When Sharp died, his family claimed the rights to the inventions on which Sharp held assignments and sued the company, which used the inventions, for patent infringement. The family reasoned that after the expiration of the employment contract, Sharp was employed only in a managerial capacity, not as an inventor. The court disagreed and invoked the shop rights doctrine, under which an invention “developed and perfected in [a] plant with its time, materials, and appliances, and wholly at its expense” may be used by the company without payment of royalties: “Because the servant uses his master’s time, facilities and materials to attain a concrete result, the employer is entitled to use that which embodies his own property and to duplicate it as often as he may find occasion to employ similar appliances in his business.” The company would have been given complete ownership of the patents had there been an express or implied (e.g., the employee is hired to make inventions) contract to this effect between Sharp and the company.
Grip Nut Co. v. Sharp, 150 F.2d 192 (7th Cir. 1945).
The principal owes the agent duties in contract, tort, and - statutorily - workers’ compensation law.
The fiduciary relationship of agent to principal does not run in reverse— that is, the principal is not the agent’s fiduciary. Nevertheless, the principal has a number of contractually related obligations toward his agent.
3a. General Contract Duties
In general, the principal has the right to control the agent’s actions even where the principal has agreed not to interfere with the agent’s work, although if this breaches the agency contract, the agent may have remedies available for the breach, per the Restatement (Third) of Agency, Section 1.01, Comment f, 1. The principal is allowed, however, to compete with the agent unless the agreement specifically prohibits it.

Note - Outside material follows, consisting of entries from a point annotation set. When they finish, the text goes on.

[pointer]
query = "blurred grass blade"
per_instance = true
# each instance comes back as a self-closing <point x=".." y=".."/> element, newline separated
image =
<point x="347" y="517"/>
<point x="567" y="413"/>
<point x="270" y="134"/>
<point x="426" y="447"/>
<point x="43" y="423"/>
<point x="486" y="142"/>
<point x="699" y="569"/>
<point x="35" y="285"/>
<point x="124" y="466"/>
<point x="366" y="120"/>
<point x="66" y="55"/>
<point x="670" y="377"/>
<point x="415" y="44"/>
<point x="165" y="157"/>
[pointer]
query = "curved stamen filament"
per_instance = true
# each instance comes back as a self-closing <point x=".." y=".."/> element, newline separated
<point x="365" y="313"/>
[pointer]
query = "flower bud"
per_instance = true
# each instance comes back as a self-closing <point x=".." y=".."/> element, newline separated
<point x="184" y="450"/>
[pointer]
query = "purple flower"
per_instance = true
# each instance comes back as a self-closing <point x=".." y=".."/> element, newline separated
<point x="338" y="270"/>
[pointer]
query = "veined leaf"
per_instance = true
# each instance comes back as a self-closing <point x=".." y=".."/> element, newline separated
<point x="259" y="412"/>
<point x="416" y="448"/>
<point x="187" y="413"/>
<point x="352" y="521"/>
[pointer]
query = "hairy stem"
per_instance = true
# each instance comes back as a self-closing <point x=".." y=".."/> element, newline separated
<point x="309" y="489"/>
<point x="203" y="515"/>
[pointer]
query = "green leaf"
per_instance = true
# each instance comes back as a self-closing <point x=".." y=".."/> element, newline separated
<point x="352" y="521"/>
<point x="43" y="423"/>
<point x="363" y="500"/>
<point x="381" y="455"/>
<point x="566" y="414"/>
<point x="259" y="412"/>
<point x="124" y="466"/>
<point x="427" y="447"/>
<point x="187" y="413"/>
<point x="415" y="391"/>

The principal has a duty to inform his agent of risks of physical harm or pecuniary loss that inhere in the agent’s performance of assigned tasks.
EXAMPLEFailure to warn an agent that travel in a particular neighborhood required by the job may be dangerous (a fact unknown to the agent but known to the principal) could under common law subject the principal to a suit for damages if the agent is injured while in the neighborhood performing her job.
A principal is obliged to render accounts of monies due to agents; a principal’s obligation to do so depends on a variety of factors, including the degree of independence of the agent, the method of compensation, and the customs of the particular business.
An agent’s reputation is no less valuable than a principal’s, and an agent is under no obligation to continue working for one who sullies it.